Reformation and Counter-Reformation

The in the first half of the 16th century dawning with Martin Luther Reformation spread very quickly in the southwest of Germany. The Margrave of Baden- Durlach, who lived in Heidelberg Elector Palatine among the most important rulers who introduced the Reformation in their areas. Constance was reformed in 1527; the bishop fled to Meersburg.

However, Constance remained unreformed for long: in 1548 forced the Habsburgs to the city recatholicization. She was relieved of its status as a free city and have been incorporated into western Austria. Although the bishop officially returned to Constance, but his residence remained until the end of the diocese in Meersburg. By 1600, it was above all the Jesuits, who were brought to Constance, for the resurgence of the Catholic faith.

Secularization and resolution

The rationalist mind flow from the second half of the 18th century and funded primarily by Emperor Franz Joseph II enlightened absolutism had on the front belonging to Austria Fribourg into southwestern Germany. A up to now affecting ligand fundamental change brought the Napoleonic wars and the secularization of 1803. Had the political reorganization in the southwest of Germany, a reorganization of the rich ecclesiastical territories result. The Bishopric of Constance fell under § 5 of the Reichsdeputationshauptschluss circuit ( RDH ) with its ratification (April 27, 1803) at the Margraviate of Baden; already by patent dated 16 September 1802, the Margrave of Baden had taken the diocese temporarily in possession.

The ecclesiastical parish of the diocese remained of the constitutional reorganization initially unaffected (§ 62 RDH ). However, only limited was the exercise of ecclesiastical government powers in Baden Württemberg and by the desire of governments, a sort of " national magnificent church government " also about the Catholic Church to build ( in the ministries of education institution " Catholic departments " ) is possible; especially in Württemberg, the remaining ecclesiastical powers of the diocesan bishop of Constance have been limited to the inherent violence of the ordination tasks.

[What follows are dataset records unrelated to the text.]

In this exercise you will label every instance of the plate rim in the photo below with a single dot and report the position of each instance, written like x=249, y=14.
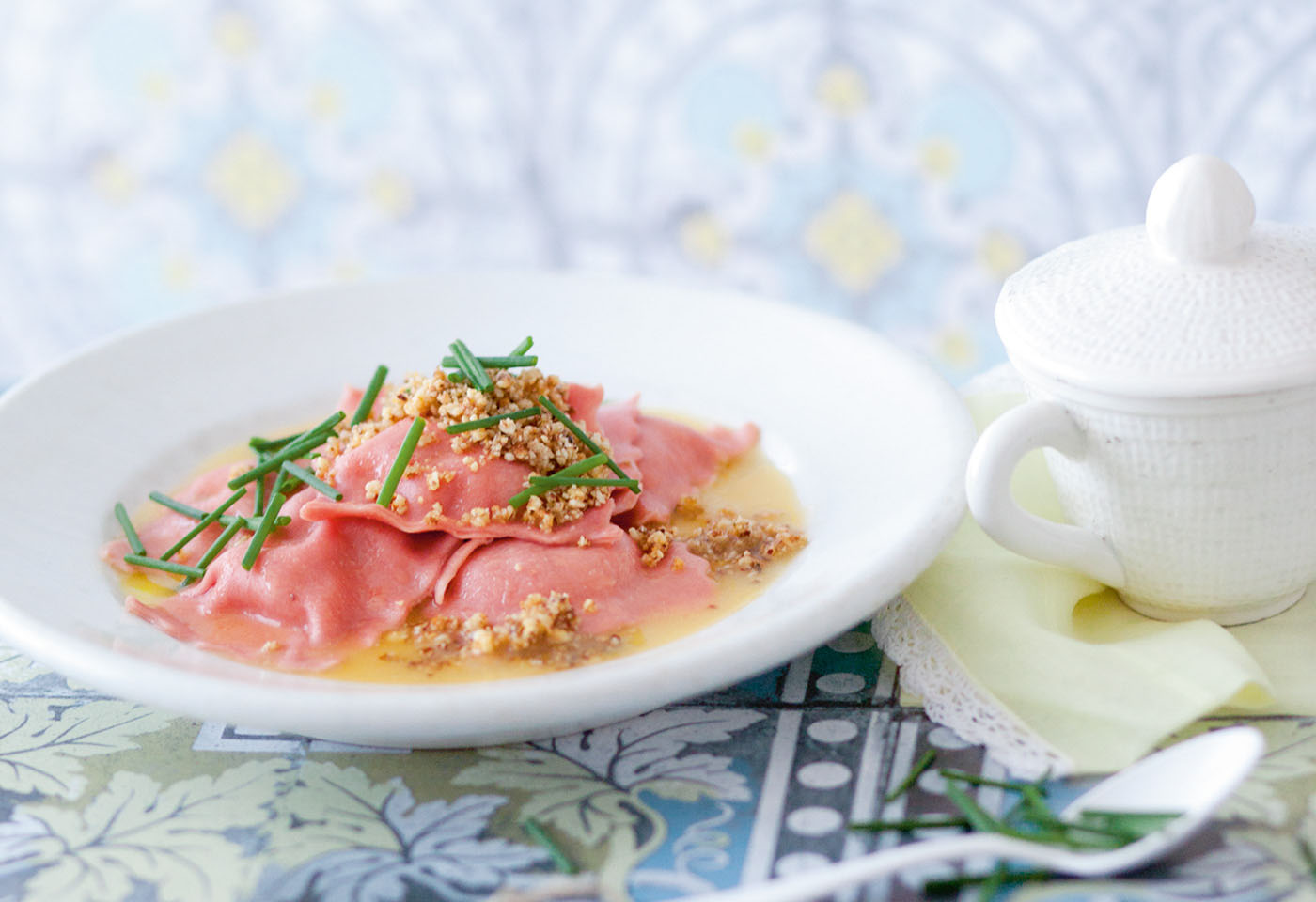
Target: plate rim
x=885, y=576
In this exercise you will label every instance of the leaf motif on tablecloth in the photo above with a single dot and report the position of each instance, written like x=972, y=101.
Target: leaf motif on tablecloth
x=174, y=838
x=42, y=740
x=374, y=842
x=1266, y=796
x=588, y=784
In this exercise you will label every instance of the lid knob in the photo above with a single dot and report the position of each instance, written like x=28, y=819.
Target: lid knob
x=1200, y=210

In Constance worked within the meaning of Enlightenment Josephinism especially the Vicar General Ignaz Heinrich von Wessenberg under Bishop Karl Theodor von Dalberg. After Dalberg's death in 1817 the cathedral chapter of Wessenberg chose as his successor. Pope Pius VII refused to recognize the election. The bull Provida solersque from August 16, 1821 declared the Diocese of Constance resolved. It should (now Rottenburg- Stuttgart) rise in the newly founded bishoprics Archdiocese of Freiburg and Rottenburg. The Swiss part of the diocese of Constance were first provisionally administered by the Abbot of Beromunster and the bishoprics of Basel and Chur diocese assumed. Wessenberg exercised his office under the protection of the Baden rulers until 1827, as the Nachfolgebistümer Freiburg and Rottenburg could be after a long political struggle between Baden and the Vatican occupied until 1828.

How about crashing the largest diocese of the Roman Catholic Church has been resolved beyond the Alps to get rid Wessenberg shown by the fact that the Swiss cantons of Glarus, Obwalden and Nidwalden, Uri and Zurich to the present day as territories of the former diocese of Constance be provisionally administratively managed by the Bishop of Chur. The canton of Thurgau came to the diocese of Basel, Canton of St. Gallen forms since 1823/47, the diocese of St. Gallen, the two half-cantons of Appenzell are assumed to be apostolic administration.

The diocese was very enlightened at the end of its existence, and liberal; 50 years after its dissolution or formed resistance to the First Vatican Council. In the diocese of Constance, there is still the heartland of the Old Catholic and Christian Catholic Church in Germany and Switzerland. Many hymns and traditions in today's Roman Catholic dioceses of Freiburg, Rottenburg -Stuttgart, Chur and St. Gallen are from the heyday under Bishop Dalberg and episcopal Wessenberg.